Andrew is leaving and my Mom is on her way in for dinner and to take care of me….I’m just spent.  Easiest way to describe it is that I’m laying on my bed, no TV on and just sort of staring at the wall…They are ordering dinner and I have no appetite, but will try to eat something….not really feeling the idea of food…back to bed I go…

Hoping to make it to 10pm…

Night all…

Oh yea, score update…

Josh 8, Chemo 4

Day 98…

6.24.12

There is nothing like waking up and feeling like you actually got some decent sleep – and that is exactly how I feel this morning.  I could even say I feel refreshed :)  Up, walking the pup and then taking a shower before running a quick errand and heading back to the house as we have our friends, the Cote’s, coming over for breakfast.  I just love seeing them.  They are truly like family and it is just makes me happy to be able to spend time with them (and it’s great to know that we already have another one scheduled!)…
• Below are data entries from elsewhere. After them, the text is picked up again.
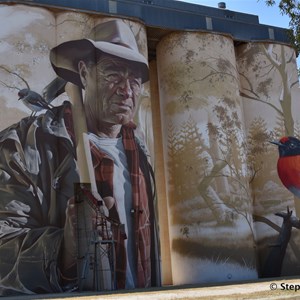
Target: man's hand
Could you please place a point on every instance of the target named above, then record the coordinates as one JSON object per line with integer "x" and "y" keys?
{"x": 69, "y": 243}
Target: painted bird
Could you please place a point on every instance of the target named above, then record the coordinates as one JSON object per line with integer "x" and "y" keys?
{"x": 33, "y": 100}
{"x": 37, "y": 102}
{"x": 288, "y": 165}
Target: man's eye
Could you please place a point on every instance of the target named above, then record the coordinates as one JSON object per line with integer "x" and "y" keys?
{"x": 113, "y": 77}
{"x": 135, "y": 82}
{"x": 292, "y": 146}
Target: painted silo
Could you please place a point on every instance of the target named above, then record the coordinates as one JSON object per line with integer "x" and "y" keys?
{"x": 210, "y": 205}
{"x": 270, "y": 95}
Doing some more work around the house and then we are off to pay our respects to the Gantman’s as they lost their matriarch over the weekend.  What a great woman – who lived a wonderful life all the way through to 99.  The funeral is on Monday, so I wanted to be able to see them and express my condolences as I will not be able to attend the funeral as I will be in treatment…really happy I was home to be there and to be able to see Kenny as flew in the night before so I got to hang with him for a bit before we left…

Having a late lunch and then back to the city we go (me, mom and pup)…great ride in, only about 30min total…getting settled back in the apartment and then off to grab dinner at a local spot with my mom…
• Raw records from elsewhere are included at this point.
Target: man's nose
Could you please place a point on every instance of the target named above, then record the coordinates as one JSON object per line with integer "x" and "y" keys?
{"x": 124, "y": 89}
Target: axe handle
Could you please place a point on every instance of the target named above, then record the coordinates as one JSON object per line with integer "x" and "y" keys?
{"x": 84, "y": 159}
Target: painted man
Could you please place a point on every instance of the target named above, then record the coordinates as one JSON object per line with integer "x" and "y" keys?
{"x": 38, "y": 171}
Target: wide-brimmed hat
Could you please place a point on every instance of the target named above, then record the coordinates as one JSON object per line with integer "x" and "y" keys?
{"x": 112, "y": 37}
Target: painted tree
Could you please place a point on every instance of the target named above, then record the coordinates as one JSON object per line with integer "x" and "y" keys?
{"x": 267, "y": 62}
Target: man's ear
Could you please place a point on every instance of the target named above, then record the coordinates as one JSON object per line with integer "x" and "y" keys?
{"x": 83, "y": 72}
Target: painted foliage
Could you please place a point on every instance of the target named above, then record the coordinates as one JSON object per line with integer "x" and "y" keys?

Taking Riley on one last walk before settling in for True Blood and Newsroom…both were GREAT.  Excited about where each seem to be headed…
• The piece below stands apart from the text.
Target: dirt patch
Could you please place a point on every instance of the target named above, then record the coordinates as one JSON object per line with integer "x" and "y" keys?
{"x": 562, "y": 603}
After tomorrow, only 4 more rounds to go!

Night all…

Day 97…

6.23.12

Saturday – usually one of my best days of any week, but today I wake up totally unrefreshed.  I slept terrible last night and am just dragging.  I ran out of my Adavan (which helps me to relax and sleep) so last night I just couldn’t get any real semblance of sleep.  Hoping to get a few temporary ones for today and tomorrow before my script is refilled on Monday so I can get some rest…

Taking Riley for her morning walk and then back home we go where I plan to drink a mountain of coffee and have some breakfast…heading to the shower and then off to take the car for it’s 25k maintenance…looks like it should be an easy maintenance and my Mom and I will kill time at a few stores while we wait (I need to get a new pair of golf shoes as my old ones are 7 years old and ripping my feet apart)….bought myself a new pair and they are very comfortable…car dealership just called to tell me that they found a problem with the front left break pad and piston and have to do a full replace which means more time and more $$$.  Can’t compromise my driving safety or that of anyone on the road so we are without a choice…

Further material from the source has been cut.